Japan and the potential for national hate speech legislation: an international consideration on possibilities.

Published date22 March 2017
AuthorKoontz, Nichole
Date22 March 2017

Freedom of speech is considered to be such a fundamental and universal right that it was included in the United Nations Universal Declaration of Human Rights. (1) Free speech is valuable in that it facilitates the open exchange of ideas. (2) With free speech, however, also comes the ability to use speech to harm others, such as through hate speech. Hate speech is defined by Black's Law Dictionary as "[s]peech that carries no meaning other than the expression of hatred for some group, such as a particular race, esp[ecially] in circumstances in which the communication is likely to provoke violence." (3)

Bhikhu Parekh suggests three potential criteria for identifying hate speech that can be used to distinguish it from other forms of speech. First, hate speech is "directed against a specified or easily identifiable individual or... a group of individuals based on an arbitrary and normatively irrelevant feature." (4) Next, "hate speech stigmatizes the target group by implicitly or explicitly ascribing to it qualities widely regarded as highly undesirable." (5) Finally, "because of its negative qualities, the target group is viewed as an undesirable presence and a legitimate object of hostility." (6)

Hate speech could be considered an inevitable consequence of the availability of free speech. One country that has seen a problematic influx of hate speech is Japan.

On May 3, 1947, a new Constitution was enacted for the Japanese government of post-World War II. Under Article 21 of this Japanese Constitution, freedom of expression is guaranteed and formal censorship is prohibited. (7) As a member of the United Nations, Japan may also consider the article on free speech of the United Nations Universal Declaration of Human Rights, though as a declaration its effects are not binding on the state.

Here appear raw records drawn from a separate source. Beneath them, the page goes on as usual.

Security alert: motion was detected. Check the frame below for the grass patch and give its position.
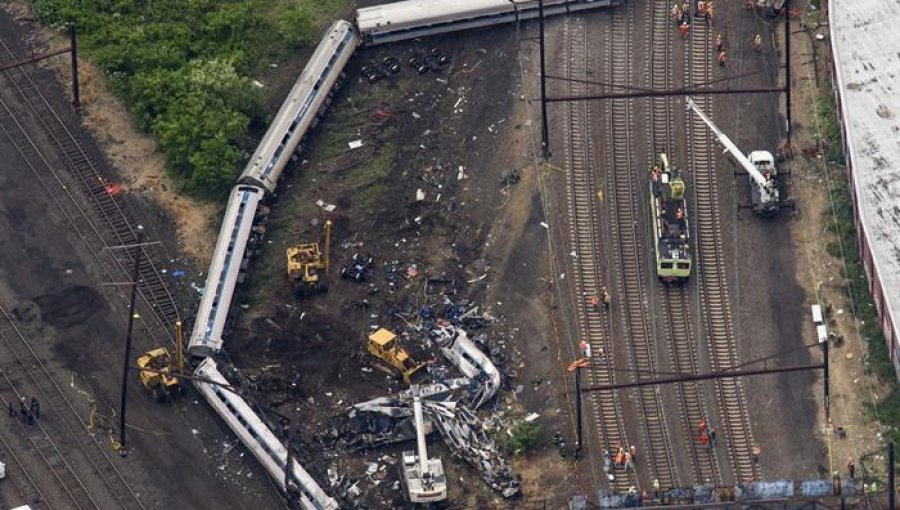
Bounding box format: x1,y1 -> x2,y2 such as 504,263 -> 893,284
815,90 -> 900,444
813,94 -> 845,164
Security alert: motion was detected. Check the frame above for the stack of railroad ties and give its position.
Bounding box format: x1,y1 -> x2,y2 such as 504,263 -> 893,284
178,0 -> 622,509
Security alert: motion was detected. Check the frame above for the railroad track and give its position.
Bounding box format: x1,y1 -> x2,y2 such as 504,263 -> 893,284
647,2 -> 722,485
606,2 -> 680,487
0,305 -> 146,510
0,422 -> 48,510
563,17 -> 636,492
0,39 -> 180,342
684,21 -> 759,482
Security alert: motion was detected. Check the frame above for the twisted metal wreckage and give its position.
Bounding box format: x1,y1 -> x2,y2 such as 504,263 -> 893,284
334,323 -> 521,498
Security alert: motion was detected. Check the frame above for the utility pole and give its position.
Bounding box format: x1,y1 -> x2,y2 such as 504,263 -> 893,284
119,225 -> 144,457
538,0 -> 550,159
567,358 -> 590,460
284,424 -> 294,501
822,339 -> 831,423
69,23 -> 81,108
784,0 -> 791,150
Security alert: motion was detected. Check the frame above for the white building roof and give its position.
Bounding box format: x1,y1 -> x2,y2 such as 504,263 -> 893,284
829,0 -> 900,337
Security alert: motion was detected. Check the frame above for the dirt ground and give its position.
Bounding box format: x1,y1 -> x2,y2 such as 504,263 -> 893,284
223,27 -> 569,508
3,3 -> 892,508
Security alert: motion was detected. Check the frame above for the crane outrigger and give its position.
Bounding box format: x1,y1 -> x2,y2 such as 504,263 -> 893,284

Japan has also, however, ratified both the International Covenant on Civil and Political Rights (ICCPR) and the International Convention on the Elimination of All Forms of Racial Discrimination (CERD)--United Nations Conventions. (8) True to its title, the CERD has the lofty goal of seeing racial discrimination eliminated in its signatory countries worldwide. (9) The ICCPR, meanwhile, states that "[a]ny advocacy of national, racial or religious hatred that constitutes incitement to discrimination, hostility or violence shall be prohibited by law." (10)

Japan, however, made a reservation on Article 4 of the CERD. (11) A reservation, as defined by the Vienna Convention on the Law of Treaties, is "a unilateral statement, however phrased or named, made by a State, when signing, ratifying, accepting, approving or acceding to a treaty, whereby it purports to exclude or to modify the legal effect of certain provisions of the treaty in their application to that State." (12)

Article 4 of the convention calls upon states, in short, to criminalize the incitement of racial hatred. (13) By making a reservation on Article 4 of the CERD, Japan expressed its concerns about limitations on freedom of speech as guaranteed under Article 21 of its Constitution. (14) With its reservation to Article 4, Japan continues to be a signatory of the CERD, but specifically opted out of the provision that calls for the criminalization of hate speech. (15) The Japanese government has said that such "actions to spread or promote the idea of racial discrimination have not been taken in Japan to such an extent that legal action is necessary." (16)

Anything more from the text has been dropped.